More so, the buzz around IPOs now seems to be fizzling out, since the listing of two much-hyped IPOs – UTI AMC and Mazagon Docks – turned out to be tepid. This dented market sentiment, which turned neutral from bullish. Given the further deterioration in global macros and micros, the sentiment can now turn bearish till the beginning of the New Year.
In addition to this, there seems to be lack of support from domestic institutional investors (DIIs), which have rolled over their selling spree in October. All these factors do not bode well for the domestic market.
Event of the Week
The government tried incentivize consumer spending to prop up lacklustre economic conditions through a slew of measures before the festive season. The government unveiled an LTC concession scheme and other sops for a large army of government employees to stimulate consumer spending.
Whether this petty booster will move the consumerism needle or not will have to be seen, but unfortunately the booster is being seen to be quite small and negligible compared with the mammoth size of the economy. And this may not strike the right chord in the market as a sentiment booster.
Nifty50 posted another big bearish candle during the week, which indicated that the bulls have become tired and are unable to lift the index further. The non-stop market rally for more than 10 days can be attributed to the highly optimistic herd behaviour, as majority of the participants were on the long side and hardly anyone was left to be long.
So, the market moved in only one direction as there was no buyer left which it was down. An additional boost from the global indices reflecting fears of a second wave of lockdowns turned out to be another negative trigger.

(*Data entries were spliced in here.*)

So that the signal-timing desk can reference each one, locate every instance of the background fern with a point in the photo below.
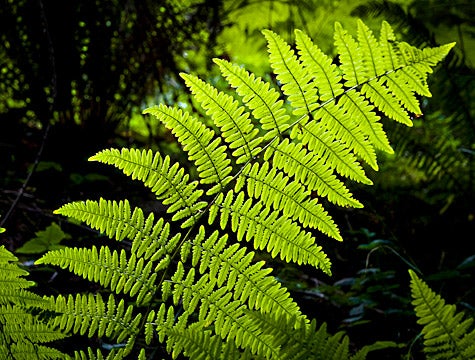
(194, 287)
(448, 334)
(25, 317)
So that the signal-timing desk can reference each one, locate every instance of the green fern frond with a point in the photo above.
(232, 119)
(11, 274)
(311, 171)
(28, 351)
(207, 296)
(259, 96)
(296, 82)
(168, 182)
(20, 326)
(203, 147)
(276, 190)
(112, 269)
(150, 239)
(278, 235)
(90, 315)
(114, 354)
(22, 331)
(446, 334)
(233, 269)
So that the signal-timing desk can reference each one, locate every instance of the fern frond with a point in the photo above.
(150, 239)
(326, 78)
(114, 354)
(20, 326)
(90, 315)
(28, 351)
(259, 96)
(232, 119)
(203, 147)
(112, 269)
(446, 334)
(296, 161)
(278, 235)
(296, 82)
(168, 182)
(276, 190)
(233, 269)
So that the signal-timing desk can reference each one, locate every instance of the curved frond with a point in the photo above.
(91, 315)
(233, 268)
(310, 171)
(259, 96)
(276, 190)
(278, 235)
(296, 82)
(112, 269)
(232, 119)
(168, 182)
(203, 148)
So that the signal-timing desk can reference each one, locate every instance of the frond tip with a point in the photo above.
(446, 334)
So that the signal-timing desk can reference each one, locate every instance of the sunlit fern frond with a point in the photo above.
(277, 152)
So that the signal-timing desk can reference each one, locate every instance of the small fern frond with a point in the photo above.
(259, 96)
(232, 119)
(115, 219)
(22, 330)
(112, 269)
(168, 182)
(311, 171)
(12, 275)
(233, 269)
(24, 327)
(90, 315)
(203, 147)
(296, 82)
(278, 235)
(446, 334)
(27, 351)
(276, 190)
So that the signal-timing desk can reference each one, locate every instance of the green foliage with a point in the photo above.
(447, 335)
(272, 158)
(48, 239)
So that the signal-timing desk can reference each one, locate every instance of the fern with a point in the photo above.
(447, 335)
(22, 330)
(274, 159)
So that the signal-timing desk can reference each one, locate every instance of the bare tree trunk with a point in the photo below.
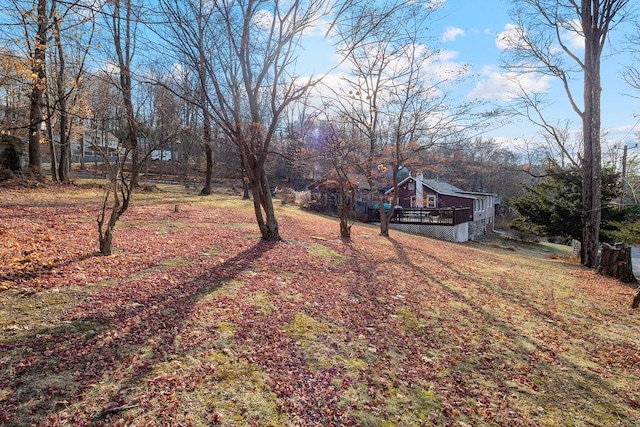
(38, 62)
(209, 172)
(263, 206)
(121, 193)
(592, 168)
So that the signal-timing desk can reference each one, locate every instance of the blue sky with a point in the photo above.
(467, 31)
(471, 28)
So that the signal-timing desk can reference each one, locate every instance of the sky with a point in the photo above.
(469, 31)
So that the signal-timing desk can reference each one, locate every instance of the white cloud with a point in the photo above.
(451, 34)
(263, 19)
(510, 38)
(505, 86)
(574, 36)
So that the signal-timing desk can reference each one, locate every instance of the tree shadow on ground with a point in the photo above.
(41, 374)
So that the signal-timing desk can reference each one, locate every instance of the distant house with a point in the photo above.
(417, 192)
(325, 194)
(14, 153)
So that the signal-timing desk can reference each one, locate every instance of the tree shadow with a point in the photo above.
(575, 377)
(58, 364)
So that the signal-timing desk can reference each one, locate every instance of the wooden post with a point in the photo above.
(615, 261)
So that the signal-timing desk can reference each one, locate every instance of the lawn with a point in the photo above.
(196, 321)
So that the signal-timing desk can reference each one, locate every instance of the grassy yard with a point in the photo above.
(196, 321)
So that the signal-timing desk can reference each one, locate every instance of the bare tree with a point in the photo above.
(245, 51)
(393, 96)
(73, 26)
(542, 47)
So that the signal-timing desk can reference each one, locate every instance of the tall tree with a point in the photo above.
(73, 26)
(541, 46)
(122, 25)
(247, 49)
(37, 46)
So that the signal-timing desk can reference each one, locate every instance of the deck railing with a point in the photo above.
(444, 216)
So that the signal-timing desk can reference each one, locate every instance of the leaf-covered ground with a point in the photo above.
(196, 321)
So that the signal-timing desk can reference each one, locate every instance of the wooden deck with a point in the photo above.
(444, 216)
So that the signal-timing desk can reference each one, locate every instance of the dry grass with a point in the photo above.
(194, 321)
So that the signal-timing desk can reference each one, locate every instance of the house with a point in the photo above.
(14, 153)
(325, 194)
(417, 192)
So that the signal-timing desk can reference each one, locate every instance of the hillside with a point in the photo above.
(196, 321)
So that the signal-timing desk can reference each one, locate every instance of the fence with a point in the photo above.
(443, 216)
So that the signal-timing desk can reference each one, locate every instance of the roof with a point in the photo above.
(330, 181)
(444, 188)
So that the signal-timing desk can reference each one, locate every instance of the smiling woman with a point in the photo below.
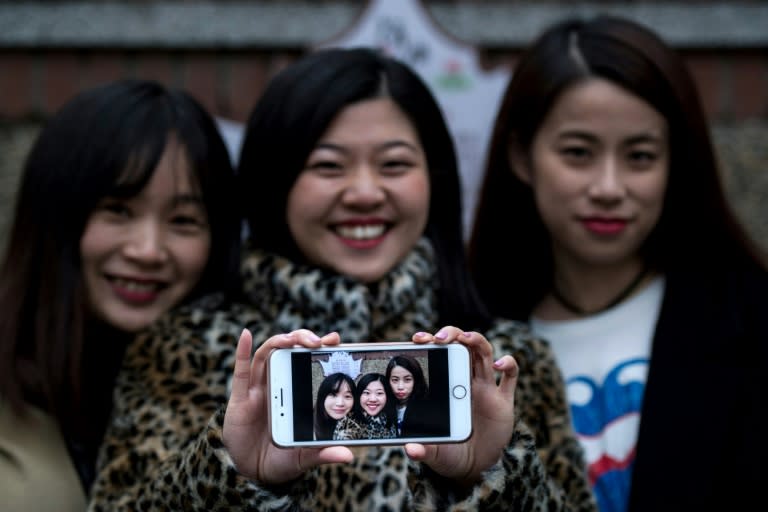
(122, 214)
(631, 263)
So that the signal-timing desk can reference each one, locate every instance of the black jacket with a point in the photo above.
(703, 430)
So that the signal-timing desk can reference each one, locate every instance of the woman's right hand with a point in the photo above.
(246, 423)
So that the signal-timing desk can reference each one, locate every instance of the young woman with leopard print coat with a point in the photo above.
(351, 149)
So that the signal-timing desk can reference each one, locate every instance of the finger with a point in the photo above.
(447, 334)
(482, 354)
(311, 457)
(421, 337)
(332, 338)
(416, 451)
(306, 338)
(510, 371)
(242, 375)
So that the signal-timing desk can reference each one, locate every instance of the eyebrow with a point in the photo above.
(182, 199)
(635, 139)
(387, 145)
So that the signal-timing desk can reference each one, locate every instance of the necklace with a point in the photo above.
(573, 308)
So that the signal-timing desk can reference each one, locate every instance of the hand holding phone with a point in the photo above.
(492, 412)
(370, 393)
(246, 426)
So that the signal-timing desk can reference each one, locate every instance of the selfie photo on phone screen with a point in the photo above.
(370, 395)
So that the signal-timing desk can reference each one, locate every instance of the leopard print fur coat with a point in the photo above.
(164, 449)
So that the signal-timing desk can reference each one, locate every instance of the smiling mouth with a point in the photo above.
(134, 286)
(361, 232)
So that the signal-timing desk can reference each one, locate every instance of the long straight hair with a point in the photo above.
(696, 228)
(105, 141)
(296, 109)
(324, 424)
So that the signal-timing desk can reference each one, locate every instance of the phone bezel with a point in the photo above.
(280, 388)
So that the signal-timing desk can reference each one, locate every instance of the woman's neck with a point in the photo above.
(580, 292)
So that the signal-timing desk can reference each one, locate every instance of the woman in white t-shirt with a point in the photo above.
(626, 256)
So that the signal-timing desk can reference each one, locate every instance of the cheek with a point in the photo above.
(95, 241)
(415, 194)
(192, 256)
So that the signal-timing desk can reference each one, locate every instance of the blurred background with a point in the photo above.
(224, 52)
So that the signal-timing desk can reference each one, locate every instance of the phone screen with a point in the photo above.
(416, 405)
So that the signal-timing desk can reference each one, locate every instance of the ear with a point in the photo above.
(519, 160)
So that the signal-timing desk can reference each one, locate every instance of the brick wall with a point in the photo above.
(34, 83)
(224, 52)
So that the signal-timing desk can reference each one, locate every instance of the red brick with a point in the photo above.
(247, 78)
(200, 72)
(749, 82)
(102, 67)
(155, 66)
(61, 79)
(16, 79)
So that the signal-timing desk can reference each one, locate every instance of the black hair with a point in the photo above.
(420, 388)
(292, 114)
(324, 424)
(106, 140)
(696, 225)
(390, 408)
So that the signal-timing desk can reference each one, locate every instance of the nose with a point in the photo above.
(364, 187)
(146, 243)
(608, 184)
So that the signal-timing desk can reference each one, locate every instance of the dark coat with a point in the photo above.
(703, 430)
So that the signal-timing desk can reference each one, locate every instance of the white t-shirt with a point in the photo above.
(604, 359)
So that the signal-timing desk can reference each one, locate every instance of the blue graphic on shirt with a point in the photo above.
(601, 422)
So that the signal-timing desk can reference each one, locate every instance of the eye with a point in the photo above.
(396, 166)
(189, 217)
(114, 208)
(642, 159)
(575, 154)
(325, 167)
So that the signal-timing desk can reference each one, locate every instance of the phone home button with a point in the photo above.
(459, 391)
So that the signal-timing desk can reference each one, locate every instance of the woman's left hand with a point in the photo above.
(493, 415)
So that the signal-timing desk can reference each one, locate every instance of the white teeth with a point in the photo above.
(135, 286)
(361, 232)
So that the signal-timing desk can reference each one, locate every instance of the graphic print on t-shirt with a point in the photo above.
(606, 419)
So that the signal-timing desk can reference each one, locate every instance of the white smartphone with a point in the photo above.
(370, 393)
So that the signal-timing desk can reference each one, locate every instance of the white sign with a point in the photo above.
(468, 95)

However, we are still trading within the rising channel on the weekly chart, and need a close below the channel support to confirm the end of the bullish trend.
Traders are advised to maintain a cautious outlook going forward and be watchful of the market’s reaction to the channel support. Support and resistance levels in the short term are placed at 11,300 and 11,900 levels.
Expectations for the Week
The market will be looking at important earnings in the coming week from bellwethers such as HDFC Life, Avenue Supermarts, Britannia and HUL, to name a few. The earnings numbers and management commentaries will guide market participants on the pace of recovery in the formal economy after the easing of restrictions. Select pockets – especially hotels, travel and tourism – are yet to recover because of their inherent disadvantages in being able to operate amid lockdowns, and hence, their earnings are expected to be muted. But as stock prices have already rallied in the recent past, selling pressure is likely to emerge in these sectors.
The market may also witness a sectoral rotation and is likely to remain rangebound. Profit booking may emerge on some counters at higher levels. Overbought stocks should be avoided completely and oversold ones can be considered for an upside over the medium term.
Investors are advised to remain patient and wait for a serious correction before investing in this market. Nifty50 closed the week at 11,762, down 1.3 per cent.